I revised my values and beliefs through soaking up sermons, reading scripture, praying earnestly and singing my heart out every Sunday.

I healed my pain through journaling, therapy and grieving; learning the art of understanding, kindness, forgiveness, compassion and grace for others and myself.

I made amends to those I’d hurt and healed damaged relationships.  
This soul searching lasted a good three years.

And finally I reached a place of renewal. I was ready for a new life.

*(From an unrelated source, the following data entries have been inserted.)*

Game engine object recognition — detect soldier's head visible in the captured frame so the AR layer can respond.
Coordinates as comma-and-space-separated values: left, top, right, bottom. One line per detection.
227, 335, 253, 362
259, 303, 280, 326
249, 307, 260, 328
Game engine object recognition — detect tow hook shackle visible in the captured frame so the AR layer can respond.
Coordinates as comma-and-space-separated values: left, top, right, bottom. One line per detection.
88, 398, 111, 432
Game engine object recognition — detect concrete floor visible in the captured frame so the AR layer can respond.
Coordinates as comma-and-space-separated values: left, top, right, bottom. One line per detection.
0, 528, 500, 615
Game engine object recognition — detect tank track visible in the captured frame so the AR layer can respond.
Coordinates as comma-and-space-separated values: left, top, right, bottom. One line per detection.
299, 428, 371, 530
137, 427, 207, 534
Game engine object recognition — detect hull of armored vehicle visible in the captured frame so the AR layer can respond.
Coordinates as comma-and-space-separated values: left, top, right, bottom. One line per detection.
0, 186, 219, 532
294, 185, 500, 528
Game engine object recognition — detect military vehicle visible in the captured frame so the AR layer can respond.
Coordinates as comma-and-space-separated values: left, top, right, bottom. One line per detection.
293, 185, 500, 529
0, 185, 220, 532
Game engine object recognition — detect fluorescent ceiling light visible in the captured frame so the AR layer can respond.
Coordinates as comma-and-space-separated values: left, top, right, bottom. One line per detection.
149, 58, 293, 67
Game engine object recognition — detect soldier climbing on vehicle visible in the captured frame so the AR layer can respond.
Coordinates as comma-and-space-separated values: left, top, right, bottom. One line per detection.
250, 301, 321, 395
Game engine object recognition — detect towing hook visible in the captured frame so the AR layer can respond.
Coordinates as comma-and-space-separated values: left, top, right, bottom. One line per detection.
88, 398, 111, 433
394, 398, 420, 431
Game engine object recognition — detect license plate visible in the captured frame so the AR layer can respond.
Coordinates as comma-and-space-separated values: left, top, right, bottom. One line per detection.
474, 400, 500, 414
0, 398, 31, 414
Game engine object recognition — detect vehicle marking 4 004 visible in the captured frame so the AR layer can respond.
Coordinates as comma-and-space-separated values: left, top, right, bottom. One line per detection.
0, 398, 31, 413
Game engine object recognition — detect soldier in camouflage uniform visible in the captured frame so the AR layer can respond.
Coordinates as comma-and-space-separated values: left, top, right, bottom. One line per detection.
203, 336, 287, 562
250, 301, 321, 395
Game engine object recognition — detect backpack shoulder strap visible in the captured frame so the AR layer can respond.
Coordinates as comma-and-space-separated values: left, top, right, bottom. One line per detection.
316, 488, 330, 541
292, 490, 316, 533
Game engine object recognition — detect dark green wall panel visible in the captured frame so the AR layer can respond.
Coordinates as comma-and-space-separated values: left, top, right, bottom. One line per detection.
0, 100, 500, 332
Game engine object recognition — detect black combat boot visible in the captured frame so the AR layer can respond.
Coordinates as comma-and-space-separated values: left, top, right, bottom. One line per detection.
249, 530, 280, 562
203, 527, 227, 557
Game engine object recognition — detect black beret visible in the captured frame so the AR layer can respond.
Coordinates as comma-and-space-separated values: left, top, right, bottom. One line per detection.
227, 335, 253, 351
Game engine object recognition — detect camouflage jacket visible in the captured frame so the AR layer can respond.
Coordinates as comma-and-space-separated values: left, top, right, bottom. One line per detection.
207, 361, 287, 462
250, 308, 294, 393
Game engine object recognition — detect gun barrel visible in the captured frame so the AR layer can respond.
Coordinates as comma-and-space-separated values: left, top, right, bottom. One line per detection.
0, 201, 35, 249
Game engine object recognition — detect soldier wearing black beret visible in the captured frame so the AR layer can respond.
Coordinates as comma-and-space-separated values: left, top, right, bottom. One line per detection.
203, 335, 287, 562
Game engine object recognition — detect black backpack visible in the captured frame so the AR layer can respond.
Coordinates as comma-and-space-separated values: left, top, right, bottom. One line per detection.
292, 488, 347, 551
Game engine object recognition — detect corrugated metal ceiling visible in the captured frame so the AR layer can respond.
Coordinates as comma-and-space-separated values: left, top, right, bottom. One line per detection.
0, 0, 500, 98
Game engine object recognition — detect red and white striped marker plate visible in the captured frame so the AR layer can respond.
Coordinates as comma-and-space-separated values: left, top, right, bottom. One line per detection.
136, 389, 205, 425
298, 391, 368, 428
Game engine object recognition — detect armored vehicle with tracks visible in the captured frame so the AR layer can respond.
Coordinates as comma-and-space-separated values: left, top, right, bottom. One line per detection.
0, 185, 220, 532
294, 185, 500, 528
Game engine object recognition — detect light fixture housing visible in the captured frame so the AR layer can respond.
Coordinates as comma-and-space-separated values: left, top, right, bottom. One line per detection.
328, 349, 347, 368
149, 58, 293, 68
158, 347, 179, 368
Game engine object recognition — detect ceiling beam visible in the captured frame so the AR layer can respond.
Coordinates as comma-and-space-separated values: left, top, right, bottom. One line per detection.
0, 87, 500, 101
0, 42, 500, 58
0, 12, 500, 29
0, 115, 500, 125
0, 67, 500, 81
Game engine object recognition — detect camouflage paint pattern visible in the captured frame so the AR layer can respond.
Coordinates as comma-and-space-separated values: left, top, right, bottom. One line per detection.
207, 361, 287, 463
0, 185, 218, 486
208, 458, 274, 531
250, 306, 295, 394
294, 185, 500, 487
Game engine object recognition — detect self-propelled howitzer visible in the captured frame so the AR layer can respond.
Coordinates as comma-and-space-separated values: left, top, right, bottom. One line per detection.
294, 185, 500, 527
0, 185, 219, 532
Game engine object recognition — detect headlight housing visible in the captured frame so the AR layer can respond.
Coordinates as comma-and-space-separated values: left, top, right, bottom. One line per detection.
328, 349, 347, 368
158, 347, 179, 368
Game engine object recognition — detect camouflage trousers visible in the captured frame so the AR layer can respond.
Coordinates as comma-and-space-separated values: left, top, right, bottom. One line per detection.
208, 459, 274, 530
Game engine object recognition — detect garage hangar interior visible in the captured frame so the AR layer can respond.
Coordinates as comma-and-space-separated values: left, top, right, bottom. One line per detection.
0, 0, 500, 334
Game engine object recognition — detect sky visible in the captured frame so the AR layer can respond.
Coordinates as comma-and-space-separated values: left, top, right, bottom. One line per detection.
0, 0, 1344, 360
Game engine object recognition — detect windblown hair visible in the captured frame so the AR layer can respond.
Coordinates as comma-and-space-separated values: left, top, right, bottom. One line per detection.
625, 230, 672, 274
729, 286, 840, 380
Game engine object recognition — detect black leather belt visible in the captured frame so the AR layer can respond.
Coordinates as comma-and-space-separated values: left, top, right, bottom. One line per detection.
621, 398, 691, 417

Recovered, revived and rejuvenated, I started a fresh new chapter as a better, deeper, wiser human being.

Six Steps to Renewal

In retrospect I identified six steps to this process of growth, which I’ve witnessed others move through too.

Step One is an experience of crushing pain due to a life crisis – in relationships, heath or finances. Or sometimes two or three of these essential props that hold us secure crash simultaneously.

Step Two is an experience of intense empathy. In the vulnerability of pain, all defences drop away, and we see ourselves honestly – all our weaknesses and defects, all our mistakes and sins and how we have impacted and hurt or failed loved ones or innocent bystanders.   
       
Step Three is an overwhelming experience of remorse; deep sorrow for the pain we’ve caused others. Suddenly we can see from the other person’s perspective, which opens a flood of contrition.

Step Four brings total humility and a genuine crying out for salvation and redemption. Some cry out to God, others reach out for help from caring people.

This breakdown can be a catalyst for healing and growth or cause some isolated people to fall into an abyss and seek solace in dangerous places.

Step Five is a process of repentance, of introspection and reflection, re-evaluating values and healing emotional wounds and repairing relationships.  
    
Step Six, like the glory of springtime, brings renewal, as you embark on a new life. With your new wisdom and good qualities you can make the world a better place.

This is not a formal, orchestrated process, but the natural path of the wounded heart seeking healing and growth.

Broken people mend and grow into compassionate, wounded healers capable of embracing human frailty and guiding the heartbroken on the rocky path to a gentle meadow of spring flowers, where they will bloom and flourish.

Sufi philosopher and poet Rumi said: “The wound is the place where the light enters you.”